I returned the pale purse back to the rack, satisfied with myself that I didn’t buy it.

Earrings on the Wall

I can’t leave my house without a pair of earrings in my ears.  Even if I am lazing about the house, with nowhere to go, I laze with a pair of earrings on.  So when my husband nailed my earring holders to the wall in our closet, displaying all my earrings at eye-level, I was very happy.  He’s made it so easy to see which pair I want to wear because they are right next to my clothes and the bright closet light shows the earrings clearly.  It has made getting ready for work in the morning less of a hassle because now I can see all the choices I have for earrings. And I have a lot of choices:  studs, dangly, hoops, gold, sterling silver, leather, and gemstones.

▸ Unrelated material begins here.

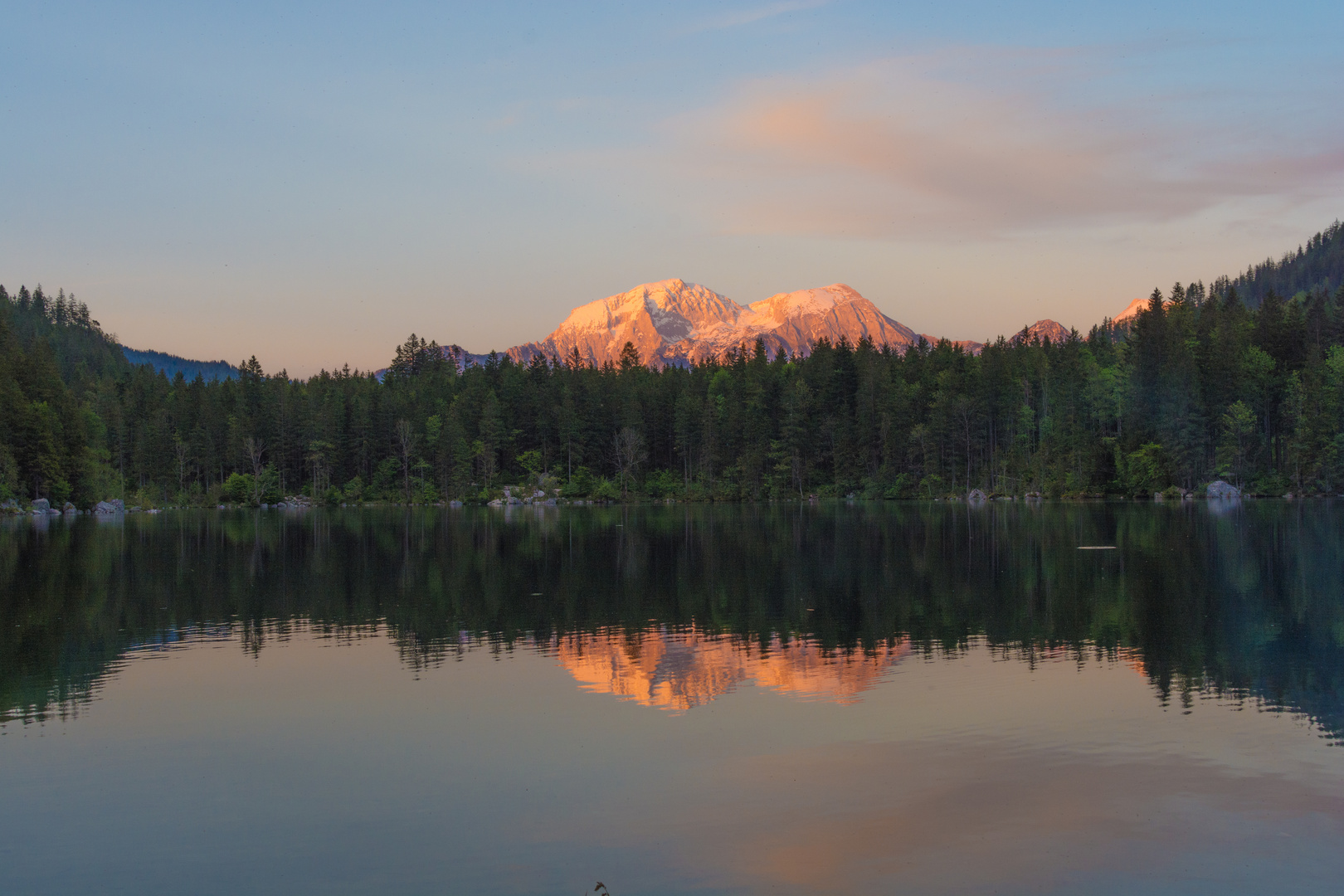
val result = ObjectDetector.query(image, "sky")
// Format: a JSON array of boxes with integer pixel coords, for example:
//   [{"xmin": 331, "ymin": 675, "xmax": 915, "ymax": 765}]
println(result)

I don’t know why I didn’t think of this earlier.  Before my husband nailed my earrings on the wall I had some earrings in my jewelry box, and some on my dresser, and some others were in a drawer.  I was wearing the same earrings over and over because I didn’t realize what I had.

For Christmas my sister bought me three pairs of fun leather statement earrings.  They are big, colorful, and lightweight. Earrings like those must be worn and not put into a drawer where they will be forgotten. The trouble was that I had no place to put them.  I had three different places where earrings were stored and all of them were a disorganized wreck. I finally had enough and decided to do something about it.

I took all my earrings from all three locations and laid them out in front of me on the carpet on my bedroom floor.  My favorites were in one pile organized by color, type, and size. Another pile was for all the earrings that I haven’t worn in years.  Some of those earrings dated back to high school days: costume jewelry that I wore for high school dances and studs that were so small that you’d hardly notice they were there.  I wanted to blend in in high school and not stand out.

What to do with all my newly organized earrings?  This is when I had a wonderful idea: if I could have them hanging up on the wall I could see them easily.  I asked my husband if he would be able to mount my earring holders on our closet wall just by the door. Would they be in the way?  Would you mind having my earrings on the wall? No problem, he said, I could do that.

He immediately went to work.  I left him alone to work his magic.  About 15 minutes later he said “Come take a look.”

The next morning getting ready for work was delightful.  Walking into my closet and seeing all my earrings in one place in a well-lit space made picking out earrings down right fun.  I was so happy to have my earrings displayed like that and felt so blessed that I had so many nice earrings that I wrote my husband a thank you letter.  I wrote it early that morning, before I went to work, and hung it with a magnet on the refrigerator door for him to find when he woke up later that morning.